Table 9 provides our analyses of the relative explanatory power or size effect (
f2) of the model. The change in
R2 shows whether an independent variable has any substantial influence on the dependent latent variable. Following the criteria in
Cohen and Kietzmann (
2014) the size effect is considered to be approximately average in the case of the three constructs that influence trust, but large on trust itself and very large on management.
It is not possible to analyze predictive relevance by estimating the parameter Q2 and its corresponding size effect q2 because they cannot be estimated for endogenous constructs measured formatively.

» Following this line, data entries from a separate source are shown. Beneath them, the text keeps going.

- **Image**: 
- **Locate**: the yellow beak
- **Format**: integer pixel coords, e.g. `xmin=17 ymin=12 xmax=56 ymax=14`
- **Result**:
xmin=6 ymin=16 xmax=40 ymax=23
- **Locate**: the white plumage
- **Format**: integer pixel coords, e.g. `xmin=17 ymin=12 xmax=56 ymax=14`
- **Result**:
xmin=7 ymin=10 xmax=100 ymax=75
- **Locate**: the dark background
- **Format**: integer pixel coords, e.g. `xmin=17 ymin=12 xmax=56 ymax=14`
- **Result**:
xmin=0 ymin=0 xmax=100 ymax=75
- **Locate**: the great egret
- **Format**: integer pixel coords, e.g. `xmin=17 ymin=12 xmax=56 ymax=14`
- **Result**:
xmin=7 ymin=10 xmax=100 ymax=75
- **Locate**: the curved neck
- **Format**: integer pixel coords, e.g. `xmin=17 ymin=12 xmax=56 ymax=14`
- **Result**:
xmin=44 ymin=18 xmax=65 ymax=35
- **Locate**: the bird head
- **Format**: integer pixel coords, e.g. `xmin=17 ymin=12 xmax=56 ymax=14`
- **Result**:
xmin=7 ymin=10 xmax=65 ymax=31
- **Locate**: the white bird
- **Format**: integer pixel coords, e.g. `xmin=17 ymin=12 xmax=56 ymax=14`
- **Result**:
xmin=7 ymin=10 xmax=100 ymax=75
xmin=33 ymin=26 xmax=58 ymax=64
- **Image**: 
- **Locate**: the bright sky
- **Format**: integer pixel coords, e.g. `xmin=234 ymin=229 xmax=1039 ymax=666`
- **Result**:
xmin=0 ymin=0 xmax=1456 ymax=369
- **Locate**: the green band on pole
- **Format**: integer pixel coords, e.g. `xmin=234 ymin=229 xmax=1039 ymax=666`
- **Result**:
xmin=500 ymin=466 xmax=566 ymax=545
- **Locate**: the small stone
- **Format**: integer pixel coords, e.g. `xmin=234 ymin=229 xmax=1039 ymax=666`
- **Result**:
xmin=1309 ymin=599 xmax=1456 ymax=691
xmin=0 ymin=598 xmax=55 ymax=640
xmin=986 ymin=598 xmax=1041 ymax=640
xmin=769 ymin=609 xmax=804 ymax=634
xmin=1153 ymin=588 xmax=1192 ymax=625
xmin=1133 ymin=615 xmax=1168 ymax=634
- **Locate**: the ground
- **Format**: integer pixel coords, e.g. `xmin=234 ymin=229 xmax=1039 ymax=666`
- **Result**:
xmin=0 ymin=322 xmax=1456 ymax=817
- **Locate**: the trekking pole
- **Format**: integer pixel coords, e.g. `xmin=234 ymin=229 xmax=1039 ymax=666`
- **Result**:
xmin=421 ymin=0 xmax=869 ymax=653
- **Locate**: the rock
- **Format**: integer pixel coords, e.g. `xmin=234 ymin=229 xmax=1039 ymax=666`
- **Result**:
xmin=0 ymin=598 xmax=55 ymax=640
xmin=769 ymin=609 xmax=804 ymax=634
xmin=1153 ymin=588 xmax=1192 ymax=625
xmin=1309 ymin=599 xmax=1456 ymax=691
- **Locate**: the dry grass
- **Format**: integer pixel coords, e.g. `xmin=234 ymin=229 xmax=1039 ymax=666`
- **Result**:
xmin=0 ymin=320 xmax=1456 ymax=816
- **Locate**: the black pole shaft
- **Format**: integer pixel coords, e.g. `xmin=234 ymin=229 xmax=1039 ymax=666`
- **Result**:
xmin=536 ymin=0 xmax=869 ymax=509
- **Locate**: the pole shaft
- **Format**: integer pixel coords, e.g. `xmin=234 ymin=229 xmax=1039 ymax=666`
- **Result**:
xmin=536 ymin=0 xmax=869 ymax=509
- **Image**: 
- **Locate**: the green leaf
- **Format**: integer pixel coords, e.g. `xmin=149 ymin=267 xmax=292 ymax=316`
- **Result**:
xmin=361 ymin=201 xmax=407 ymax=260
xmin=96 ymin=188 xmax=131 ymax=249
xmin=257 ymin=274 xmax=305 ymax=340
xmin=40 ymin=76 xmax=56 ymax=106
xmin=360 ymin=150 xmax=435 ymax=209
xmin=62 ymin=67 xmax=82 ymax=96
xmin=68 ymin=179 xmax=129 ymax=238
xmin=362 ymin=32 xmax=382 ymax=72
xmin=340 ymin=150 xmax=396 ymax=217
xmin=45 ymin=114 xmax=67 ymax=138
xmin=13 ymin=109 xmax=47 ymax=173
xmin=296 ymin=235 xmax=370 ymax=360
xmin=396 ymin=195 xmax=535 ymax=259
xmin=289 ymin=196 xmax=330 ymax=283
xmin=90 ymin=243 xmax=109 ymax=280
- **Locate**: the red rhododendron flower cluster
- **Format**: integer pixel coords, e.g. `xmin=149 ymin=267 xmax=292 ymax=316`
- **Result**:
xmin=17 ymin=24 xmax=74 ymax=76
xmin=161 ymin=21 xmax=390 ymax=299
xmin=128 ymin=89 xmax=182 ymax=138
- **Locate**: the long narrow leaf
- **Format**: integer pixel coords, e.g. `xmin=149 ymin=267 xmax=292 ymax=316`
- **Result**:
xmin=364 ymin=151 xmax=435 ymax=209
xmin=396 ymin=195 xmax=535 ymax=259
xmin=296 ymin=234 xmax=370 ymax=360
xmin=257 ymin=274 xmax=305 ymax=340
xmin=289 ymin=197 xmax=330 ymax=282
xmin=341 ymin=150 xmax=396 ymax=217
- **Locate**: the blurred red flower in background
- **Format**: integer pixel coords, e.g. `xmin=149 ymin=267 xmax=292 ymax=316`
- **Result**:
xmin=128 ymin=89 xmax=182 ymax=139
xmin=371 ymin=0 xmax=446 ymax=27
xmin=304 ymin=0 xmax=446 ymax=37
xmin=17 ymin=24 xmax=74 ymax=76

The model was confirmed not only theoretically in terms of the theoretical relationships explained by each construct in itself, but also through a structural model of equations that permitted confirmation through statistics. As shown in
Figure 2, on the basis of the data obtained from the PLS, trust, management, and mutual benefit are the most important variables in this sustainable financial model. Thus, as occurs in the collaborative economy, this model shows that trust is the key factor, covering reputation assessment systems and traditional mechanisms, as a preliminary and/or supplementary step in the need for regulation. Mutual benefit arises from the social, financial, and environmental value created on the basis of the values that drive the collaborative economy, i.e., the feeling of belonging to a community and interactions between the parties involved, which are extended through the network effect.